Study authors seek to attribute climate damages to individual corporate polluters in order to hold them accountable.

Fires burn from the tops of tall stacks at the Tengiz oil field, operated by a joint venture between the Kazakh government and Chevron, on the northeastern shore of the Caspian Sea on September, 1997, in Tengiz, Kazakhstan.

The world’s top corporations have caused $28 trillion in damages related to the climate crisis, a new study seeking to help attribute climate costs to individual polluters finds.

In a peer-reviewed paper published in Nature last week, Dartmouth University researchers find that the global economy would be $28 trillion richer if extreme heat caused by climate emissions from the top 111 carbon majors had never happened.

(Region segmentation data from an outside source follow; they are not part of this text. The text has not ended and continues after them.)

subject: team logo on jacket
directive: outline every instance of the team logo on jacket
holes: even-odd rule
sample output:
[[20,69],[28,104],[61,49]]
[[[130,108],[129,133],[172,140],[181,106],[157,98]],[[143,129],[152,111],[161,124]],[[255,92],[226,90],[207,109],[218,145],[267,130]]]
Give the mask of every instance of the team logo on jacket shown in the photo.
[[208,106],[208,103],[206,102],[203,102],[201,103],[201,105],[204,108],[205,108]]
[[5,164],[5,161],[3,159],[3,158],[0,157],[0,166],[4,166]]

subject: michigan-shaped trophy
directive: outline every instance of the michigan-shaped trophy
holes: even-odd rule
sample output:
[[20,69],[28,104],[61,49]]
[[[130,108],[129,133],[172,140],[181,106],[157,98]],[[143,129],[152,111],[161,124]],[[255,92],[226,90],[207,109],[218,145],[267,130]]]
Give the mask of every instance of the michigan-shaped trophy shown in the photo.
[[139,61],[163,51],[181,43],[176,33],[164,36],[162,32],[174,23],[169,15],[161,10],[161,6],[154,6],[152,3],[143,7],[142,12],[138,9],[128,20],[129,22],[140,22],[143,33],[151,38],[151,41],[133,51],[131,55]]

This is nearly the equivalent value of a year’s worth of all goods and services created in the U.S., as The Associated Press points out.

Ten top fossil fuel companies, including entities like Chevron, ExxonMobil and Saudi Aramco, are responsible for half of those losses, the study finds.

The study authors say that their goal is to provide a scientific linkage between individual companies and financial losses due to their emissions, in hopes of bolstering efforts to hold polluters accountable for the climate crisis amid a growing wave of climate lawsuits and as more states and lawmakers pursue “polluter pays” laws.

“Our framework can provide robust emissions-based attributions of climate damages at the corporate scale. This should help courts better evaluate liability claims for the losses and disruptions resulting from human-caused climate change,” said a study author, Justin Mankin, a professor of geography for Dartmouth.

To date, there have been hundreds of lawsuits filed in attempts to hold corporations and trade associations accountable for climate damages and other issues like deceptive advertising and greenwashing.

However, many lawsuits and other accountability initiatives have been stopped or hampered by the inability to tie companies to their specific impacts. Though it is well-established that fossil fuel companies bear large responsibility for the climate crisis, there is a lack of research putting an exact figure on damages they’ve caused, Mankin points out. Fossil fuel companies have used a lack of such direct linkages as a way to argue that plaintiffs in these lawsuits lack standing, the article says.

For instance, fossil fuel companies may ask, “Who’s to say that it’s my molecule of CO2 that’s contributed to these damages versus any other one?” Mankin told Euronews. The study, on the other hand, “lay[s] clear how the veil of plausible deniability doesn’t exist anymore scientifically. We can actually trace harms back to major emitters.”

Laying out these exact links has been “termed the Holy Grail of climate litigation,” the study says.

“Our findings demonstrate that it is in fact possible to compare the world as it is to a world absent individual emitters,” said the study’s first author, Christopher Callahan, a postdoctoral researcher at Stanford University.

“The affluence of the Western economy has been based on fossil fuels, but just as a pharmaceutical company would not be absolved from the negative effects of a drug by the benefits of that drug, fossil fuel companies should not be excused for the damage they’ve caused by the prosperity their products have generated,” Callahan said.